Конечно, я стремилась петь ее репертуар в своих концертах. Ноты купить нельзя - репертуар был ее собственностью, поэтому я на одном концерте запоминала мелодии понравившихся мне песен, на другом - тексты их, а уж после третьего я знала все, что меня интересовало. Шла к своему аккомпаниатору, объясняла характер песни, он подбирал аккомпанемент, записывал на нотную бумагу и - готово.

Вернувшись однажды из очередной изнурительной гастрольной поездки, я нашла дома записку от сестры моей матери, жившей в Ленинграде: "Приходи к нам, когда вернешься.

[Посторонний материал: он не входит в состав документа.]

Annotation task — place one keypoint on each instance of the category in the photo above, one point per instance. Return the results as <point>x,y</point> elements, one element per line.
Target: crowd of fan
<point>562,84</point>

Приехала мама". Господи, - мама! Я уже давно забыла это слово, я не видела ее 13 лет. Я не ощущала любви к ней - слишком мало ее знала, но и неприязни к ней не чувствовала, она не отталкивала меня, как отец. Я о ней почти не думала, но если вспоминала вдруг - то с теплотой и жалостью к ее неудавшейся жизни. Доходили до меня слухи о ней время от времени: то она снова вышла замуж, то снова разошлась, а писем она не писала.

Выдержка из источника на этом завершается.